/glimmer

Primary LanguagePython

================================
Instructions to run GLIMMER
================================

NOTE: You must have a FASTA sequence file and coding sequences file. These can be downloaded from GenBank. This program can be run on eukarytic genomes, but the results will not be very accurate.

First, you must parse the coding sequences file to isolate the gene bounds. To do this, run
> ./readCodingSeqs.py path/to/coding/seqs.txt output_file

To run GLIMMER:
> ./build-imm --genome path/to/genome/sequence.fasta --max-length 8 --trueORFs path/to/trueORFs

where the max-length argument can be set as desired and trueORFs should be the path to the file generated by readCodingSeqs.py. You can also include the optional binary argument --fixed, which will run a fixed-length Markov model instead of IMM. --iterative is another optional binary argument. If present, the algorithm will run the Markov model for multiple iterations.

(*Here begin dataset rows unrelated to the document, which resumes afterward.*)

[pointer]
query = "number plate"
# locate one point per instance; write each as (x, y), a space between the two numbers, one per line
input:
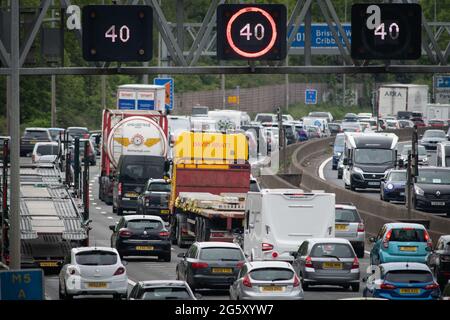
(411, 249)
(144, 248)
(272, 289)
(409, 291)
(97, 285)
(222, 270)
(332, 265)
(341, 227)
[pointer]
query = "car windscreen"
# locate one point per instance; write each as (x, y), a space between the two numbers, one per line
(166, 293)
(96, 258)
(325, 250)
(271, 274)
(144, 224)
(140, 172)
(434, 134)
(44, 150)
(159, 187)
(407, 235)
(397, 176)
(221, 254)
(347, 215)
(434, 177)
(409, 276)
(36, 134)
(373, 156)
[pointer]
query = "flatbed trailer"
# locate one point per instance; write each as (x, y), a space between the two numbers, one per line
(208, 217)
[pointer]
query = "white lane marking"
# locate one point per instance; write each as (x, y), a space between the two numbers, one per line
(322, 166)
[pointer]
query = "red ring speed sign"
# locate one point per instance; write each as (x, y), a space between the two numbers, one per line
(245, 53)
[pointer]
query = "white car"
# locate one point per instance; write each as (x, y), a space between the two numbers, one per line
(45, 152)
(93, 271)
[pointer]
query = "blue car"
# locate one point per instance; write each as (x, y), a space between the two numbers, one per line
(338, 149)
(401, 242)
(402, 281)
(392, 187)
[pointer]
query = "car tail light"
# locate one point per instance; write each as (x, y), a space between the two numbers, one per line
(124, 233)
(432, 286)
(386, 239)
(308, 262)
(199, 265)
(164, 234)
(361, 227)
(387, 286)
(246, 281)
(355, 264)
(296, 281)
(119, 189)
(119, 271)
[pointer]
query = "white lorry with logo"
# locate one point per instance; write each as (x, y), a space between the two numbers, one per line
(277, 221)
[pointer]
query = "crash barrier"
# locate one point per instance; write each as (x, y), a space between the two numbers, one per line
(305, 159)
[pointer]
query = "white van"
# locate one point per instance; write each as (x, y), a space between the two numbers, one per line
(277, 221)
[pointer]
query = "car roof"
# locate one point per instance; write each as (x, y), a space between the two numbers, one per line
(268, 264)
(215, 244)
(395, 225)
(154, 283)
(142, 216)
(392, 266)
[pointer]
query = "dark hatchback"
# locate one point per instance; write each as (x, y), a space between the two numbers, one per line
(211, 265)
(141, 235)
(432, 190)
(130, 178)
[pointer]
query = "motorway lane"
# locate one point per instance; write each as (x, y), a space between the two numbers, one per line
(140, 269)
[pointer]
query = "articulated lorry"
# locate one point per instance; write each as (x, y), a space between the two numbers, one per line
(210, 180)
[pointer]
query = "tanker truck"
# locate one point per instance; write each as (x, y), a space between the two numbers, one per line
(128, 134)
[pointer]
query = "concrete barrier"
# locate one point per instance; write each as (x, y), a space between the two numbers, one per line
(305, 160)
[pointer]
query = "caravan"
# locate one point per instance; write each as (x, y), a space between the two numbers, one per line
(278, 220)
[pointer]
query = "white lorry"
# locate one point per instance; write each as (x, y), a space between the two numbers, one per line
(401, 97)
(277, 221)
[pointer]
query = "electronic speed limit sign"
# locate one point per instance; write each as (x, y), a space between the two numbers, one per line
(251, 32)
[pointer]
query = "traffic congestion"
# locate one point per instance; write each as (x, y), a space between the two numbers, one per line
(187, 191)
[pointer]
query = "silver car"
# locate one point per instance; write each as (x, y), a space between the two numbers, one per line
(93, 271)
(327, 261)
(273, 280)
(350, 226)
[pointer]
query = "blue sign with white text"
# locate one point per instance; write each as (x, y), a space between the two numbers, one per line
(321, 36)
(22, 285)
(310, 96)
(169, 84)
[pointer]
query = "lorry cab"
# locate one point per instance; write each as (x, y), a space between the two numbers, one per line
(443, 154)
(133, 172)
(367, 158)
(277, 221)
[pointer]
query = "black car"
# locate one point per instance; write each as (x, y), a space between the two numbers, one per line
(432, 190)
(141, 235)
(155, 199)
(212, 265)
(439, 261)
(161, 290)
(32, 136)
(133, 172)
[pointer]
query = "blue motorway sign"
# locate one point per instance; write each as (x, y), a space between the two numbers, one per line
(321, 36)
(22, 284)
(169, 84)
(310, 96)
(442, 81)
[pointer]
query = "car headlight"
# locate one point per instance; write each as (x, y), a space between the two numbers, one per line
(418, 190)
(358, 170)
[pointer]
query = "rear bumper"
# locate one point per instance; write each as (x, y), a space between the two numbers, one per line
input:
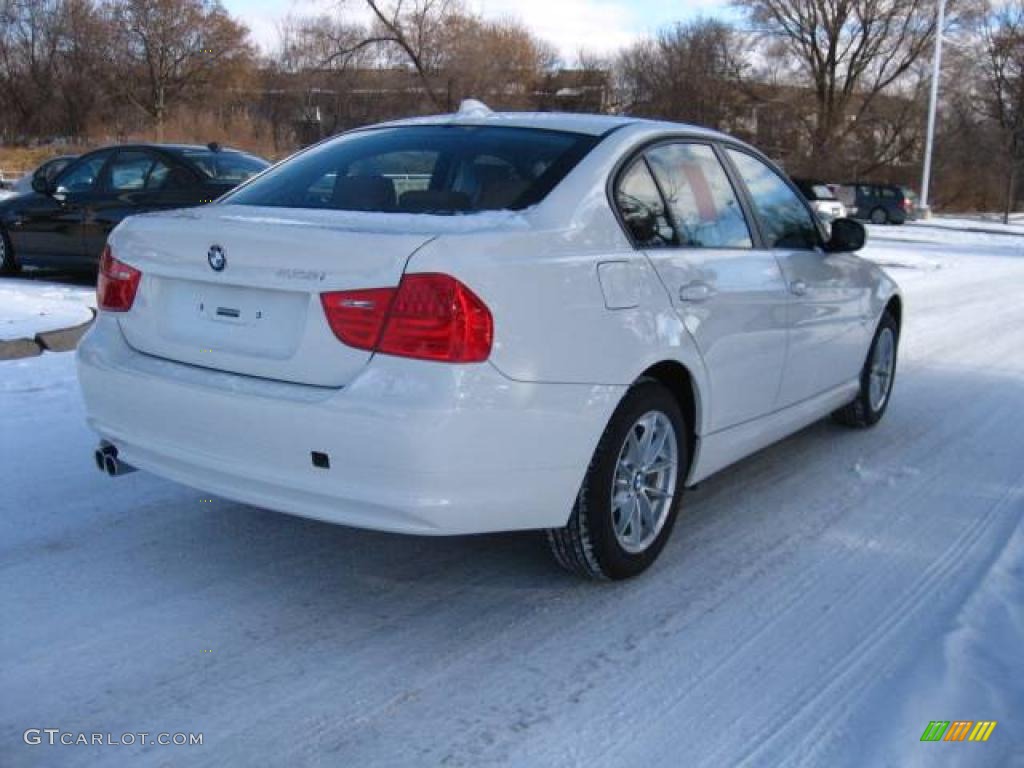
(414, 446)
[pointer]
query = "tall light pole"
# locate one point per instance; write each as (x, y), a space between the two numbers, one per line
(926, 177)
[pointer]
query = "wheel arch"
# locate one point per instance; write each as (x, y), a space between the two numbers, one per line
(680, 382)
(895, 307)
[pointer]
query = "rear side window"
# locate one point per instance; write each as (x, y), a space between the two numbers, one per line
(701, 202)
(423, 169)
(783, 216)
(642, 209)
(228, 167)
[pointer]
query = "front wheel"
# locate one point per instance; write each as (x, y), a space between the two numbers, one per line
(877, 378)
(631, 495)
(8, 265)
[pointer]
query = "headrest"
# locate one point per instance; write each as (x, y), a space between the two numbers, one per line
(424, 201)
(363, 194)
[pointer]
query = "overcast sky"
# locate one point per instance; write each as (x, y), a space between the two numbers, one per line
(598, 26)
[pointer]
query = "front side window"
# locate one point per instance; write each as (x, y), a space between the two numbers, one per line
(130, 170)
(435, 169)
(83, 175)
(785, 220)
(701, 201)
(642, 209)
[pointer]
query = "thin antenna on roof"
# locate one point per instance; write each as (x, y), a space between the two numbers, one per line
(470, 108)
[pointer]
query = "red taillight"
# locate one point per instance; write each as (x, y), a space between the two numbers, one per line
(428, 316)
(117, 285)
(356, 316)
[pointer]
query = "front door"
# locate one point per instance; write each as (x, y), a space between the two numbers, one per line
(730, 296)
(828, 295)
(47, 228)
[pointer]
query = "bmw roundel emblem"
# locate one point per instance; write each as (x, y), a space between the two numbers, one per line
(216, 258)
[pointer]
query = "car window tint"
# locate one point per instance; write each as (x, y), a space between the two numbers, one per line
(129, 171)
(430, 169)
(165, 176)
(642, 209)
(226, 166)
(83, 175)
(701, 201)
(786, 221)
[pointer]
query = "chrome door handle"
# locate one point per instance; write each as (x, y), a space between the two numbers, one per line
(695, 291)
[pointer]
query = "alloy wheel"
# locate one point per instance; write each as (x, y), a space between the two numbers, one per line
(644, 483)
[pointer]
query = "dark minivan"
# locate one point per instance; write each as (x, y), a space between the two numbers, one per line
(880, 204)
(66, 218)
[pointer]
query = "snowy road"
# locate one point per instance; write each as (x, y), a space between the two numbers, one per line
(818, 604)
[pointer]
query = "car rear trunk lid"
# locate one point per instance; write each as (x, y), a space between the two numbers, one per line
(259, 313)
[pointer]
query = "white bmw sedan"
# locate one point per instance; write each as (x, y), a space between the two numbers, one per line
(486, 322)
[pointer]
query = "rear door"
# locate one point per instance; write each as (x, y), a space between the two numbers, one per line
(730, 296)
(132, 182)
(827, 293)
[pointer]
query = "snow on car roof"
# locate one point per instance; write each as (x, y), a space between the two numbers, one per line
(474, 113)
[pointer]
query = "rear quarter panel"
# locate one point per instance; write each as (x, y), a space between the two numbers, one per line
(542, 286)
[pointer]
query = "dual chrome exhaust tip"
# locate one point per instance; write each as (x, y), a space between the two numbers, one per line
(107, 461)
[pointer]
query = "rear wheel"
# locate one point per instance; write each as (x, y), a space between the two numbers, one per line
(631, 495)
(877, 378)
(8, 265)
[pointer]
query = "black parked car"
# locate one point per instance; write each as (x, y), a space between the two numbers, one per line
(880, 204)
(66, 219)
(49, 169)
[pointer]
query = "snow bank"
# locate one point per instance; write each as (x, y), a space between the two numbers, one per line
(29, 307)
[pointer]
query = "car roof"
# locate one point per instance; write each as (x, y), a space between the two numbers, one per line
(594, 125)
(172, 147)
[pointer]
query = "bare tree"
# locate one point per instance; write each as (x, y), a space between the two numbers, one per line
(31, 38)
(168, 50)
(687, 72)
(1000, 87)
(849, 51)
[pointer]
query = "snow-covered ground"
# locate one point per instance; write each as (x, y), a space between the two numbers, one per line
(29, 307)
(817, 605)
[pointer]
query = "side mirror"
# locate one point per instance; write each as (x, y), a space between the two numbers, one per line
(847, 236)
(42, 184)
(643, 225)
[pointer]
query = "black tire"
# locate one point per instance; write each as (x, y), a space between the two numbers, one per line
(588, 545)
(861, 413)
(8, 264)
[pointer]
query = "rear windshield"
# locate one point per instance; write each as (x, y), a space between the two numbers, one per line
(226, 166)
(422, 169)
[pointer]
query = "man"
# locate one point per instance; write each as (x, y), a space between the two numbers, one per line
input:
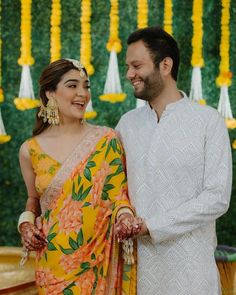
(179, 172)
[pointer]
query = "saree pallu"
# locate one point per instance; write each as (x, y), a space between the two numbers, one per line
(79, 209)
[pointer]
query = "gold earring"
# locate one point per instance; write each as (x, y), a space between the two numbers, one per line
(52, 112)
(42, 112)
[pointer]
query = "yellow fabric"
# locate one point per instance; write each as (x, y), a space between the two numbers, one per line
(82, 255)
(45, 167)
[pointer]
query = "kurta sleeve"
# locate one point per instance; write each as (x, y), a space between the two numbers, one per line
(214, 199)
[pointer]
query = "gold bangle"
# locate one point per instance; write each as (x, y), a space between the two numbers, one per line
(124, 210)
(26, 216)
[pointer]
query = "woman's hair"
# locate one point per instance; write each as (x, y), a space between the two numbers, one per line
(160, 45)
(48, 81)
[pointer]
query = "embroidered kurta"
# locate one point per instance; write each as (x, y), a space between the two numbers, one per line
(179, 180)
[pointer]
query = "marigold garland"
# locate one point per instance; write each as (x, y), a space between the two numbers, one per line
(224, 79)
(142, 17)
(26, 42)
(1, 90)
(3, 136)
(168, 16)
(197, 58)
(86, 43)
(114, 42)
(225, 76)
(234, 144)
(26, 60)
(55, 49)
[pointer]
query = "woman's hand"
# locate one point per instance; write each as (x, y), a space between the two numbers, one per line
(128, 226)
(32, 238)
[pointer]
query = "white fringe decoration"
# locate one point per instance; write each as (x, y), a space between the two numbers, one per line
(2, 128)
(112, 89)
(224, 107)
(26, 99)
(26, 85)
(196, 85)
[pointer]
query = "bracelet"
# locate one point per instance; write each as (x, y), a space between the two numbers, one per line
(124, 210)
(26, 216)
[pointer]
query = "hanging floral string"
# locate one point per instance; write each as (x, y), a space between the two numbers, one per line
(86, 48)
(168, 16)
(224, 78)
(86, 43)
(55, 49)
(3, 136)
(197, 58)
(142, 17)
(112, 90)
(142, 22)
(26, 98)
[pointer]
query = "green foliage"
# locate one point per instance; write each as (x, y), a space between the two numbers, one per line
(19, 124)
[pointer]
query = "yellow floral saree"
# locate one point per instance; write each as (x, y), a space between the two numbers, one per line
(79, 208)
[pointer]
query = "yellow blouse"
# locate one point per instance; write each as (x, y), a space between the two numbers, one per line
(45, 167)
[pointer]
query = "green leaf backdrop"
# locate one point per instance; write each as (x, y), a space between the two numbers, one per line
(19, 124)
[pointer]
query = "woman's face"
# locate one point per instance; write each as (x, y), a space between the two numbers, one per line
(72, 95)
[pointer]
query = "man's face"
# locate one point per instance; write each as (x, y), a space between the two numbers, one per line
(142, 73)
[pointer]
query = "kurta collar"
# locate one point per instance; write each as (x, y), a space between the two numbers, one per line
(169, 108)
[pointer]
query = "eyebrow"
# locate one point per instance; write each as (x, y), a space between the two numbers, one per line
(75, 80)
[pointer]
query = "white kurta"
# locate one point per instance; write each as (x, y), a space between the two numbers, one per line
(179, 178)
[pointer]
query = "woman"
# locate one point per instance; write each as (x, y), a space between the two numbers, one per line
(75, 179)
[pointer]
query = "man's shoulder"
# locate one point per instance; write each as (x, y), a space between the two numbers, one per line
(206, 112)
(132, 114)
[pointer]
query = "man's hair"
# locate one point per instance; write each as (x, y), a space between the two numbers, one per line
(160, 45)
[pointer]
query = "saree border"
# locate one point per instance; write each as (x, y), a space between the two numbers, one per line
(83, 149)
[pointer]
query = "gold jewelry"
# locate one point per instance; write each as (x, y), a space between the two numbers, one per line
(128, 251)
(24, 257)
(124, 210)
(52, 112)
(42, 112)
(26, 216)
(77, 64)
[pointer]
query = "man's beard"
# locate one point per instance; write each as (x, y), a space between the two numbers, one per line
(153, 86)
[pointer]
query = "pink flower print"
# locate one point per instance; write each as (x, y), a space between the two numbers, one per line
(45, 277)
(79, 169)
(71, 262)
(98, 183)
(69, 216)
(101, 286)
(86, 282)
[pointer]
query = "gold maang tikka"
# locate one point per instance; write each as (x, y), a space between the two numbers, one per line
(50, 112)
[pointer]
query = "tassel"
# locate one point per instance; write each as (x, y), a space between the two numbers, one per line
(3, 136)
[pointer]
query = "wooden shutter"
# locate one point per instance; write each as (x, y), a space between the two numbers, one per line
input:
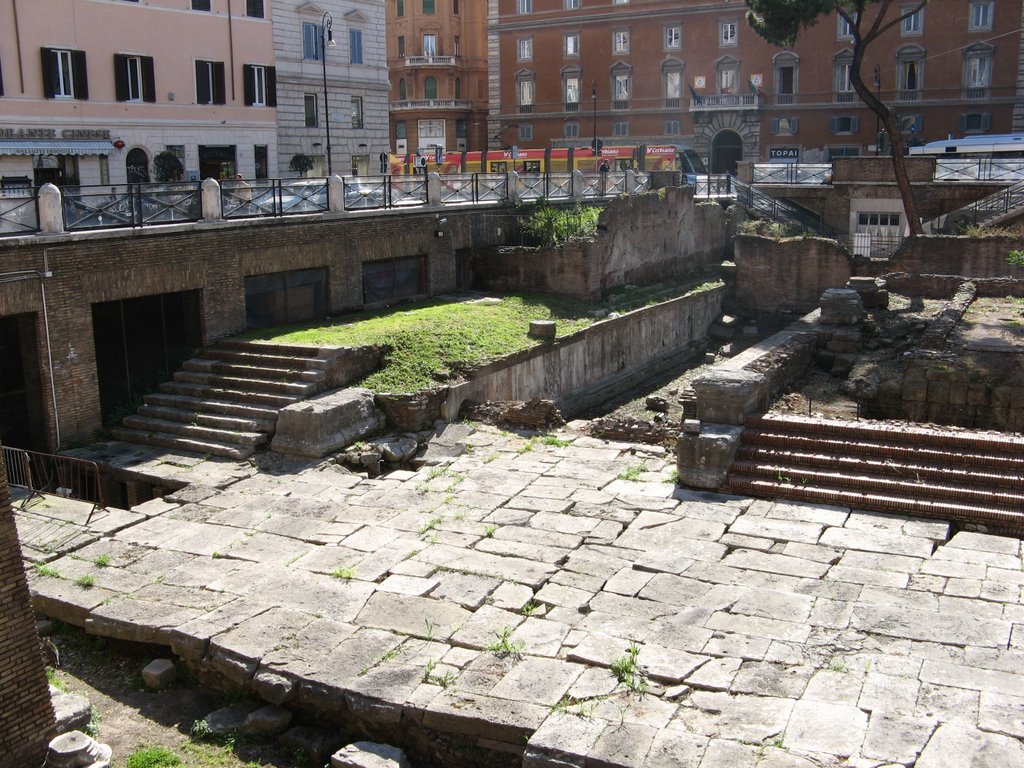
(148, 80)
(79, 75)
(218, 82)
(271, 86)
(121, 77)
(203, 95)
(48, 57)
(249, 84)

=================================
Instructions to run HIMM
=================================

NOTE: You must have a FASTA sequence file and coding sequences file. These can be downloaded from GenBank. This program is intended for use on eukaryotic cells, since it finds exons and introns.

First, you must parse the coding sequences file to obtain a list of genes with their introns and exons. To do this, run
> ./parseGenes.py path/to/coding/seqs.txt output_file

To run HIMM:
./findExons.py path/to/genome/sequence.fasta path/to/genes

where the genes argument should be the path to the file generated by parseGenes.py.